Allerdings ist unseres Erachtens der »Seitensprung« in einer monogamen Beziehung noch überhaupt kein Nachweis für ein originäres Begehren nach der Fremdgehpartnerin. Oftmals scheint sich das »Fremdgehen« viel mehr an die Beziehungspartnerin zu richten: als gewollte Verletzung, als Ausgleich eines Gefühls der Machtlosigkeit und/oder als Mittel der Kontrolle, weil eine/r dann ein Geheimnis hat, das Überlegenheitsgefühle verspricht. Die Strategie der bloßen Vervielfachung von sexuellen Möglichkeiten erscheint uns zudem unklug, wenn es um die Auflösung von festgeschriebenen Beziehungsformen gehen soll. Eher müsste es darum gehen, den Sexus aufzulösen, indem Intimität ohne »Sexu­ali­tät« verstärkt wird. Dann verlöre der Sex viel eher die zentrale Rolle, die er in Schotts Text so beispielhaft einnimmt.
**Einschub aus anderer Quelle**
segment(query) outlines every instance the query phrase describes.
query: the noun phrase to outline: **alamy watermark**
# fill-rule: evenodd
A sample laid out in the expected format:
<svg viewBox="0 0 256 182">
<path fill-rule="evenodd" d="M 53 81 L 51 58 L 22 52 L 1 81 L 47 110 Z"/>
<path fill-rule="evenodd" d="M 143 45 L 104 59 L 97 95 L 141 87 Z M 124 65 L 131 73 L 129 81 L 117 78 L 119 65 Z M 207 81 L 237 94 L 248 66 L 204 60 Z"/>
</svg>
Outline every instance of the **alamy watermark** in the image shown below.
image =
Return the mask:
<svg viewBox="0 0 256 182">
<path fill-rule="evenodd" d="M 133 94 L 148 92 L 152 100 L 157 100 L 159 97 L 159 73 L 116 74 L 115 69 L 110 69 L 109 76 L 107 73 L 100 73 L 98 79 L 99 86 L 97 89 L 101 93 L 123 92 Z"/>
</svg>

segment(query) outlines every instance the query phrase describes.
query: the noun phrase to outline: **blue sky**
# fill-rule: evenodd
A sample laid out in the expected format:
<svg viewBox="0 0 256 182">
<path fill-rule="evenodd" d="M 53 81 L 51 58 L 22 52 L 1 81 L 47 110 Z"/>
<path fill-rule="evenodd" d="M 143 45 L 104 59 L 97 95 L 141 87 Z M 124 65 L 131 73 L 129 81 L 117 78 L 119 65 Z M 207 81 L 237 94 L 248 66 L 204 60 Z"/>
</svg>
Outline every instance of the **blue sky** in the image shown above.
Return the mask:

In keiner Beziehung stehen sich zwei Gleiche ge­genüber, sondern Menschen, die von Macht- und Hierarchieverhältnissen überformte Situa­tionen erleben, die ungleiche Bedürfnisse und Möglichkeiten bedingen. Ziel kann keine Angleichung und Uniformierung in einer linken Szene sein, die die gesellschaftlichen Bedingungen, in denen sich ihre Mitglieder bewegen, völlig ignoriert und diese gerade dadurch reproduziert. Viel­mehr ginge es darum, auf Unterschiede wohlwollend und offensiv einzugehen. Die Delegitimierung, wie Schott sie mit seinem abstrakten Diskurs über Monogamie und Eifersucht betreibt, wiederholt hingegen genau die Gewalt, die in linken Kreisen ausgeübt wird, wenn Bedürfnisse noch nicht einmal anerkannt, sondern wegdiskutiert werden.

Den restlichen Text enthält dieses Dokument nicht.